Now three former Viking standouts have taken their talents north to contribute to a national caliber college team.
Madison Doucette is beginning her second season with the University of Maine at Fort Kent Bengals and experienced instant success as a freshman with her team capturing a United States Collegiate Athletic Association national championship in Virginia Beach, Virginia. It was the team’s fourth consecutive national title.
Now, two of her high school teammates have arrived and also are having an impact.
Like Doucette, Hope Shea and Searra Herbert were all-state players at Caribou High School. The pair graduated in June. Together, the trio has lifted the Bengals to a 5-0-1 record entering their Oct. 8 match against Maine Maritime Academy in Castine.
Herbert and Shea are both in the top 25 in the USCAA in scoring through the first six matches.
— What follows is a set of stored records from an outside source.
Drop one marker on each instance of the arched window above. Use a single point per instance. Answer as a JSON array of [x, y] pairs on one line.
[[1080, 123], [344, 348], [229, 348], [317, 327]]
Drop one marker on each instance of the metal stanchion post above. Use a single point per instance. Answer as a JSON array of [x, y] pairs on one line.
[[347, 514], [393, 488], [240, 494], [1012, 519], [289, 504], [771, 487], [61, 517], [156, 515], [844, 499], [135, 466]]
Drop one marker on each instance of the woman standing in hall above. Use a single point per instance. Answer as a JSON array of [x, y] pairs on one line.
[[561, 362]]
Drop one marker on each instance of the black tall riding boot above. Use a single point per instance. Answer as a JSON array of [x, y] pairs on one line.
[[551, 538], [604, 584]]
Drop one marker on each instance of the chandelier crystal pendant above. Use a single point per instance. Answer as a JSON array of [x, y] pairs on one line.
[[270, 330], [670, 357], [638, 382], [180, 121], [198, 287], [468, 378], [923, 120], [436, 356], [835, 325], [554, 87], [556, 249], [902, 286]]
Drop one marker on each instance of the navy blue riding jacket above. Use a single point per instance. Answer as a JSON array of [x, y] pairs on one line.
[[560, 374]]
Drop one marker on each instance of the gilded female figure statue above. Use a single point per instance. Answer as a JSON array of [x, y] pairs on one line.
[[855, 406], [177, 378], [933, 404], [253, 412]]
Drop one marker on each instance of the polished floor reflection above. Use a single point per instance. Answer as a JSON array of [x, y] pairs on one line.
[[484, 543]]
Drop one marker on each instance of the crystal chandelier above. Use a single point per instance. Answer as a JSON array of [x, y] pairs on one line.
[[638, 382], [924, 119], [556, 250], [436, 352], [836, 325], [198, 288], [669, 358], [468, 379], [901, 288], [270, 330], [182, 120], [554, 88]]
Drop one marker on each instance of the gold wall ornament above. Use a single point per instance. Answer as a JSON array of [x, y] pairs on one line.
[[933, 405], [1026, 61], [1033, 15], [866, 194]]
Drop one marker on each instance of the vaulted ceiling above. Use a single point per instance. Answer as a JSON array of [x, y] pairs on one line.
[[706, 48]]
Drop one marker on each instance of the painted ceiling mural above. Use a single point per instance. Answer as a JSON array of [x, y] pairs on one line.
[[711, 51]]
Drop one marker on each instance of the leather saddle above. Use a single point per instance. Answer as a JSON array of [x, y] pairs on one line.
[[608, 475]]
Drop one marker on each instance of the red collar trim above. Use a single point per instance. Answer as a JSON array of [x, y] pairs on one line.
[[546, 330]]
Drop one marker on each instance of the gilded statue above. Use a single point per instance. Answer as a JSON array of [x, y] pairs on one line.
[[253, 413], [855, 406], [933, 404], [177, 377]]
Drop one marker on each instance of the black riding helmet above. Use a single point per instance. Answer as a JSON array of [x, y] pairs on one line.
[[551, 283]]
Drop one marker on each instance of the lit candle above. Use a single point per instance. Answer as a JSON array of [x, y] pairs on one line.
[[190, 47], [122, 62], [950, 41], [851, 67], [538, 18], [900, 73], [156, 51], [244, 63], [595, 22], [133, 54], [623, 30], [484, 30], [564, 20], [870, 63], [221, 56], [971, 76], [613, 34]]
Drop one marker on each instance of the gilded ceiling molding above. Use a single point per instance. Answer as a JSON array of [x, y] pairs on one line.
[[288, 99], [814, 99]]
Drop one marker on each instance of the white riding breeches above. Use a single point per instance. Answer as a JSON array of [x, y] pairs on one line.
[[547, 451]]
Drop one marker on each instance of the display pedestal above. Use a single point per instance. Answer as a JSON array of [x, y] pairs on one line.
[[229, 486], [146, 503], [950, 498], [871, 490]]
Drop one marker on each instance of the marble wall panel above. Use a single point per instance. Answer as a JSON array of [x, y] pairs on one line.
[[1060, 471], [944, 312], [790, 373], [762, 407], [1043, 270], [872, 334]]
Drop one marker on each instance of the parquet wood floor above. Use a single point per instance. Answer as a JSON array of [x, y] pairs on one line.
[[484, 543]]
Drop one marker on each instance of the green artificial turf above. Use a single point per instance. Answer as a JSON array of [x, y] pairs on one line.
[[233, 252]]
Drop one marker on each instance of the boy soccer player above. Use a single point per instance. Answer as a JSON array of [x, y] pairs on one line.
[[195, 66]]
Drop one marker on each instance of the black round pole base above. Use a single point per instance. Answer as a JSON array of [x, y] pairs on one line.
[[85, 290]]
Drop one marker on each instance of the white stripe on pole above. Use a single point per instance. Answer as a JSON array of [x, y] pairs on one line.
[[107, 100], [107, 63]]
Each has tallied six goals, with Shea also chipping in an assist.
“They are both adjusting very well to the pace of college soccer,” Doucette said of her new teammates. “They have been very involved in plays, have been good additions to the team and are definitely being rewarded for their hard work.”
Herbert, a striker in high school who was one goal away from tying the single-season goals record at Caribou both her junior and senior seasons with 23 both years, plays on the right wing, while Shea is an attacking center midfielder and Doucette is a defensive center midfielder.
Shea played defense most of her high school career and, like Herbert, Doucette was a potent striker and does own a share of the single-season goals mark for the Vikings with 24, so it’s been a change of roles for both players.
“I’m not as offensive as I used to be, but I try to set up the offensive attacks as much as I can,” Doucette said.
She said being teammates again in college has been a special experience.
“It’s so nice to play with Searra and Hope again,” Doucette said, “especially at a higher level because it has forced us to play more tactically and competitively.”